Pourquoi cette moitié de règle génère-t-elle des fautes ? Parce que l'élève (pas seulement étranger !) qui l'applique au pied de la lettre, de façon mécanique, écrit "porter" dans mon premier exemple et je ne sais quoi dans le second mais pas "me promener".
Tu as raison, Quality man, le verbe "porter"  suit le verbe "arriver" mais ne le complète pas, ce qui change tout, c'est pourquoi je pense que la règle doit insister sur le fait que le second verbe complète le premier plutôt que  sur le fait qu'il le suit qui va de soi.


----------



## Renaudbb

Janpol, pour l'histoire de la règle tu disais que cette règle mal utilisée "est à l'origine de bien des fautes", je me contentais de faire remarquer que ceux qui font "bien des fautes" ne connaissaient pas les règles ni les moitiés de règles. 

Pour "j'ai été", je trouve que la présence d'une justification de sens bien réelle, fut-elle ancienne, qu'on trouve dans le Grévisse pour valider cette formulation, devrait être l'occasion de la réhabiliter plutôt que le contraire.

D'autant que les grands auteurs sont de mon côté si je reprends mon lien : 

Elle avait été chercher deux oeufs et deux cotelettes ... (T.Bernard)
J'ai été à la messe (Flaubert)
Moi aussi je suis allé là où vous avez été (A. Fournier, le Grand Meaulnes) etc.
On trouve même quelques emplois/tournures inhabituels comme :
Cette robe vous allait bien, mais du jour où vous l'avez transformée, *elle ne vous a plus été.*
Le feu va trop fort; toute la matinée *il a été trop vite.*
Cité par Grevisse (669), sans sources. 

=> mas on a le droit de ne pas être du même avis ;-)


----------



## Renaudbb

PS : et pour enfoncer le clou, je trouve que :

"je suis allé chercher les clous" et "j'ai été chercher les clous" n'induisent pas tout à fait la même sensation. Je suis d'accord pour dire que la première version est un poil plus élégante, mais ce qui s'en dégage est subtilement différent, même sans tenir compte de la justification ancienne. 

Dans le premier cas, l'accent est mis sur le déplacement, la distance. "Je suis allé". Dans le second cas, l'information porte davantage sur l'action. 

Je dirais volontiers "Je suis allé chercher la paix en inde". Mais "J'ai été prendre la casserole à la cuisine". 

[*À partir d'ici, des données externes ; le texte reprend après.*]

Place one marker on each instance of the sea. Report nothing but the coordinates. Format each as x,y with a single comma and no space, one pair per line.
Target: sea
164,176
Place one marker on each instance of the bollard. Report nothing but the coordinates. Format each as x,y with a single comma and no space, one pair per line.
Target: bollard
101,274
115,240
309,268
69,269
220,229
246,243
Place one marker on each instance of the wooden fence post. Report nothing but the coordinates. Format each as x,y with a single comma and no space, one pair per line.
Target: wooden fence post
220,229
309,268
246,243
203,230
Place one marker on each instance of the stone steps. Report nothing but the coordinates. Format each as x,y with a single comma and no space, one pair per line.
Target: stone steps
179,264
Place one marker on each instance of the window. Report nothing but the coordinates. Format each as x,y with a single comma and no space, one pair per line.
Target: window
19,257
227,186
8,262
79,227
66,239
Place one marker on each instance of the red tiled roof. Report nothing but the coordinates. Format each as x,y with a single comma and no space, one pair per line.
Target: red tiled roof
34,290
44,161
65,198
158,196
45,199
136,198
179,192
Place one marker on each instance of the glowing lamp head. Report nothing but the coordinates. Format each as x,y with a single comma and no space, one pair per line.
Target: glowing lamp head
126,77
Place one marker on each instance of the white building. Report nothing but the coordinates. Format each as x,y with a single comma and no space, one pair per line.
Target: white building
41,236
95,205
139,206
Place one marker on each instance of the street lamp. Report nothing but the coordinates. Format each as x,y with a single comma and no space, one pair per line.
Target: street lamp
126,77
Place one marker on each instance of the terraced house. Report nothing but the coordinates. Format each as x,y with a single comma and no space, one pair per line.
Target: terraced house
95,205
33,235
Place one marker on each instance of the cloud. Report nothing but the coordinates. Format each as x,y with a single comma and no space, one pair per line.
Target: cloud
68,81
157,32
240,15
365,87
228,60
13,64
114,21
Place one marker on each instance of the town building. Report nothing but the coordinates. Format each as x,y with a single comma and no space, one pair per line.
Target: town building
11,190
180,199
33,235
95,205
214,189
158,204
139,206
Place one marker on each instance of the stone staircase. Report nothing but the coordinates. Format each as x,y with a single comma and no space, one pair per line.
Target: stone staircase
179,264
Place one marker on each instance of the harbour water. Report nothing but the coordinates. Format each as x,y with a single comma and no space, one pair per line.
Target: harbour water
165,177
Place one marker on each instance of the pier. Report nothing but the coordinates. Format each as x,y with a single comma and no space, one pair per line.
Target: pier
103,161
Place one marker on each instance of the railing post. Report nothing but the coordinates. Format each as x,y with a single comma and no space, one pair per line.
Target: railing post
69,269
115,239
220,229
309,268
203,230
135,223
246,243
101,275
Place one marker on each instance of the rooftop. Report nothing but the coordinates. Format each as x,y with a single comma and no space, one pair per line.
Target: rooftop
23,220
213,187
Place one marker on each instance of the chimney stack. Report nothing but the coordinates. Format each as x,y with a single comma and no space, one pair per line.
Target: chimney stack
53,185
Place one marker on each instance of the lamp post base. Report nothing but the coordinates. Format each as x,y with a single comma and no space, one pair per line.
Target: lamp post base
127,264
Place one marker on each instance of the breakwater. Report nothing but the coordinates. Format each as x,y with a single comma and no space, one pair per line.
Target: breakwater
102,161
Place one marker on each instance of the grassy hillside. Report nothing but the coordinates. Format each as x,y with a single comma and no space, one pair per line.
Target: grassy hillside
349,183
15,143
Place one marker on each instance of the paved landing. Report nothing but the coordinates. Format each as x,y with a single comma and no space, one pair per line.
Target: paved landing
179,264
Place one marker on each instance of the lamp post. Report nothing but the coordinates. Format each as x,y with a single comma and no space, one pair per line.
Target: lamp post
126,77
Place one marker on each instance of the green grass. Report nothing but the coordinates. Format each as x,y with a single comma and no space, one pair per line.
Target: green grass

On est dans le très subtil, mais n'est ce pas la beauté de la langue...?


----------



## janpol

Je parle des effets pervers d'une "moitié de règle" parce que je les ai observés des centaines de fois. 
En ce qui concerne "j'ai été", je ne suis pas allé voir ce que dit Grevisse à ce sujet mais je te crois très volontiers. Les exemples que tu cites me semblent cependant être plutôt du style direct ("j'ai été à la messe", par exemple), donc des paroles dites par des personnages et rapportées de façon fidèle plutôt que des phrases où c'est l'auteur qui s'exprime en tant que tel.  C'est la raison pour laquelle j'ai été surpris que Saint-Ex ait utilisé cette tournure... Il est vrai que, dans ce texte, c'est son personnage (l'aviateur) qui raconte, non ?
Nous sommes en fait d'accord car tu parles d'une formulation "un poil plus élégante" que l'autre donc n'appartenant pas au même niveau de langue et c'est également mon opinion.


----------



## timpeac

N'est-il pas possible qu'une phrase comme "j'ai été à la messe" soit un réflexe du verbe "être" plutôt que d'"aller" ? Au présent ça donne "je vais à la messe" ou "je suis à la messe" selon le contexte, non ? "J'ai été chercher...", là il s'agit bien d' "aller" puisqu'au présent ça ne donne que "je vais chercher..." Je me demande si c'est pour ça qu'une phrase comme "j'ai été à la messe" est plus acceptable ?


----------



## janpol

cette transformation "passé / présent" est fort intéressante !


----------



## the-quality-man-4

La regle dit: deux verbes qui se suivent, le dernier se met a l'infinitif. 
Je croix Renaud que ça n'a rien à voir avec le fait que Sylene était rapide dans sa reponse,surtout que la vrai règle dit comme ça,n'est ce pas?


----------



## janpol

Non, la régle dit "quand 2 verbes se suivent et SE COMPLETENT..." 
Il faut que les deux conditions soient réunies. Si la première était suffisante, il faudrait écrire "porter' dans l"exemple que j'ai pris dans le post 5. Il faudrait des infinitifs dans la phrase suivante qui n'est pas pauvre en verbes qui  se suivent :"Il se réveillait tôt, se levait, se douchait, s'habillait, prenait son petit-déjeuner puis sortait si le temps le permettait..."
De plus, que signifie "se suivent" ? Comment des verbes pourraient-ils ne pas se suivre ? Dans le 2è exemple du post 5, le verbe "se promener" suit le verbe "aimer" dont il n'est séparé que par... quelque 45 mots. Il pourrait y en avoir trois fois plus...
Comment faire admettre qu'un verbe écrit immédiatement après un verbe ne le suit pas et qu'un verbe séparé d'un autre par 3 lignes le suit si ce n'est en ajoutant un second critère ? On peut parler des propositions de la phrase mais il me semble plus simple de chercher si le second verbe complète ou non le premier : j'aimais (faire) quoi ? "me promener". Qui arrivaient quoi ? Question dénuée de sens...
Conclusion : je préfère dire "quand 2 verbes se complètent..........."


----------



## Renaudbb

The Quality Man (et les autres) : quel qu'ait été notre débat plus haut, Janpol a raison sur le message qui précède... "deux verbes qui se suivent, le dernier se met a l'infinitif" est une manière incomplète et trompeuse d'exprimer la règle concernée, c'est amplement démontré.


----------



## the-quality-man-4

Desolé,j'ai pas fait attention la première fois quand j'ai lu le thread,it's my bad.


----------